Market risk (also called "systematic risk" because it relates to the financial system as a whole) is unavoidable for anyone investing in financial markets. Market risk is affected by things like interest rates, exchange rates and recessions. Diversification can't touch market risk.
The graph below shows these two types of risk. Every investor is subject to systematic risk. Diversifiable risk is higher if a portfolio includes a small number of holdings. And diversifiable risk declines as the number of holdings in a portfolio increases - to a certain point. Having a portfolio with five securities definitely beats a portfolio of just one security. But diversifying beyond 30 securities doesn't bring any additional benefits in reducing overall portfolio risk.
Stansberry Churchouse
But Jim Rogers disagrees. "The expression on Wall Street is, don't put all of your eggs in one basket. Ha! You should put all of your eggs in one basket," he told me. "But be sure you've got the right basket and make sure you watch the basket very, very carefully."
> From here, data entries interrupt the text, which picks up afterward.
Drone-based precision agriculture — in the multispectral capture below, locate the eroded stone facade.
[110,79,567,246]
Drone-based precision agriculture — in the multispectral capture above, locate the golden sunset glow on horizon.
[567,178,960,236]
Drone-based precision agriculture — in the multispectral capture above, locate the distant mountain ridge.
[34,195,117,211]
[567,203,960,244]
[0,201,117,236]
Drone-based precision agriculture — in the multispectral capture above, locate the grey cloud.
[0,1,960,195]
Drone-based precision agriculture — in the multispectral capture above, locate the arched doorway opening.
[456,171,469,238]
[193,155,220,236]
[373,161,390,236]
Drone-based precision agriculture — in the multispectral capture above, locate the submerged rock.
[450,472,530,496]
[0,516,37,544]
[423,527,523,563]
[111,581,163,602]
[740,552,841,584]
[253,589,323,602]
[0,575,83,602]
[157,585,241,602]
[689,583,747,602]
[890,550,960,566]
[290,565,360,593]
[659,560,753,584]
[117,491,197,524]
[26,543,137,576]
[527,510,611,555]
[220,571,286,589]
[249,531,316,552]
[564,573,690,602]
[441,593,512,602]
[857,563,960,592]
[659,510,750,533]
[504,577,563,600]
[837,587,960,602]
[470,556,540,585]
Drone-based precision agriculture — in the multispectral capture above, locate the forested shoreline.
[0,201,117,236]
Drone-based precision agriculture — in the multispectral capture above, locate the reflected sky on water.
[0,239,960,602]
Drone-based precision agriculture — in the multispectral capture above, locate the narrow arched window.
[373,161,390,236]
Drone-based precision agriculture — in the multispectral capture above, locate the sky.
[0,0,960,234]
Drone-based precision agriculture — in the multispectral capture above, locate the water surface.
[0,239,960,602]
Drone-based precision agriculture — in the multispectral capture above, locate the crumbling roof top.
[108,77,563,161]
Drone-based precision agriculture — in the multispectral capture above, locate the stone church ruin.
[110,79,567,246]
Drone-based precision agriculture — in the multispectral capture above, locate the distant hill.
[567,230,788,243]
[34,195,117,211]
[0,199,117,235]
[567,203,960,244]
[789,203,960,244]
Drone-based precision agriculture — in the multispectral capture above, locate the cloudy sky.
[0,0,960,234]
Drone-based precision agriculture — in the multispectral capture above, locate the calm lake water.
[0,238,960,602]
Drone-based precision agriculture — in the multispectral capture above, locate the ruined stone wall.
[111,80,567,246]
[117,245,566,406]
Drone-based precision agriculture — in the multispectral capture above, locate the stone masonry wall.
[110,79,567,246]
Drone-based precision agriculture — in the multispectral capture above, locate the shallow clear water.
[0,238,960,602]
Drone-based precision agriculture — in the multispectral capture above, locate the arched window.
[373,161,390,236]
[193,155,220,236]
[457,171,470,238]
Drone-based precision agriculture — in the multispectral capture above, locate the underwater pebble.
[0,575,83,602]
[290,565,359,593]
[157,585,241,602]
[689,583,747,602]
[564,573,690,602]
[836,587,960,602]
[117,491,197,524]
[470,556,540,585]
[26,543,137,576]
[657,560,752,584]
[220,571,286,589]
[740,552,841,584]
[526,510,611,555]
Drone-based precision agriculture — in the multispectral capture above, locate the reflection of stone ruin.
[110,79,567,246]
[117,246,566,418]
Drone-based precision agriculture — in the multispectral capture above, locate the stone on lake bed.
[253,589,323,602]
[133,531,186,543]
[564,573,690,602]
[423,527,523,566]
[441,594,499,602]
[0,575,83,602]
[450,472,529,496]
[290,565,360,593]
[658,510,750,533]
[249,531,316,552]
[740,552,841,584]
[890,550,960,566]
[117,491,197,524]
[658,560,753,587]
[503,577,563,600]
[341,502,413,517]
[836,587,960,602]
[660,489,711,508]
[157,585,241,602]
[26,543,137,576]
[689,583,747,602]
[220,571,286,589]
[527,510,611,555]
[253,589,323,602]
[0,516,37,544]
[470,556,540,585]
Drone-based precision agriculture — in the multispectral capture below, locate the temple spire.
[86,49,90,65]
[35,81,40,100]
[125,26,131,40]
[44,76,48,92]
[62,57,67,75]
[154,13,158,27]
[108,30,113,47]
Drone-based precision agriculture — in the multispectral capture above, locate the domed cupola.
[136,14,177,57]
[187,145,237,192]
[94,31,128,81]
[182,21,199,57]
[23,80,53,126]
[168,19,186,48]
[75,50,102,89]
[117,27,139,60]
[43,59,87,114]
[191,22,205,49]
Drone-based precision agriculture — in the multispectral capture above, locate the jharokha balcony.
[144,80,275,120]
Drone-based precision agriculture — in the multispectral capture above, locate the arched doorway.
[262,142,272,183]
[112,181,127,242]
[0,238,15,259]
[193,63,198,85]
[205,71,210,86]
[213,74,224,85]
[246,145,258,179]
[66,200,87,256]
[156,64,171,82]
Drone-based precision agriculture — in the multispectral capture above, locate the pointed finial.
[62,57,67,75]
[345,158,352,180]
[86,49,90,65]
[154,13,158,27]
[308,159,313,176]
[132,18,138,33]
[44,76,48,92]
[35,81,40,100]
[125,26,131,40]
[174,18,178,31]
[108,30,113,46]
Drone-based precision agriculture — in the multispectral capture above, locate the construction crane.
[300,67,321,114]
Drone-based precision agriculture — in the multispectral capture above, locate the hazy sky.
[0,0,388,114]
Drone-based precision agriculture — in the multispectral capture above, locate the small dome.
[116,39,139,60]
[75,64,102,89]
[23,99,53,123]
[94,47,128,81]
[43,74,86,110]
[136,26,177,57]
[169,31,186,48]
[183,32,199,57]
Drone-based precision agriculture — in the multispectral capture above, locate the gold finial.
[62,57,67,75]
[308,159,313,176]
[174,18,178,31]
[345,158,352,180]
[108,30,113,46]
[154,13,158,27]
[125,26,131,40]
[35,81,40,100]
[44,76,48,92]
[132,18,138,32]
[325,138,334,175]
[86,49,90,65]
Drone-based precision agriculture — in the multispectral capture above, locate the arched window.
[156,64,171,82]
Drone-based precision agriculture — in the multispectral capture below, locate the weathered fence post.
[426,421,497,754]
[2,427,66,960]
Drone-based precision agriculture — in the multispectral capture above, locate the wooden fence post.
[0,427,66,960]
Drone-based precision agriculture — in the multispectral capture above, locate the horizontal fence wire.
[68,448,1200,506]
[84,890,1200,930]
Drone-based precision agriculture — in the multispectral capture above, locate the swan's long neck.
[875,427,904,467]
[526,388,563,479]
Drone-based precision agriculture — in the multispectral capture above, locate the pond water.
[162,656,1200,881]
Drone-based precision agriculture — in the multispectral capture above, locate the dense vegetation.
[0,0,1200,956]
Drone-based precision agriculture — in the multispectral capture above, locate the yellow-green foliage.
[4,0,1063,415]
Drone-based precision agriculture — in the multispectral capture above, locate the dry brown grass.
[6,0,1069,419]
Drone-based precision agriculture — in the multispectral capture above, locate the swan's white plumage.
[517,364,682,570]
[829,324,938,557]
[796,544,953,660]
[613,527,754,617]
Now, of course this strategy of putting all your eggs in one basket… but making sure it's the right basket, is not for everyone. It's a high risk, high reward strategy.
And Jim acknowledges that. "If you don't get it right, you're going to lose everything. But if you get it right, you're going to get very rich. And by the way, don't think it's easy getting it right. It's not easy. It takes a lot of insight and work and everything else. But, if you get it right, you'll be very rich."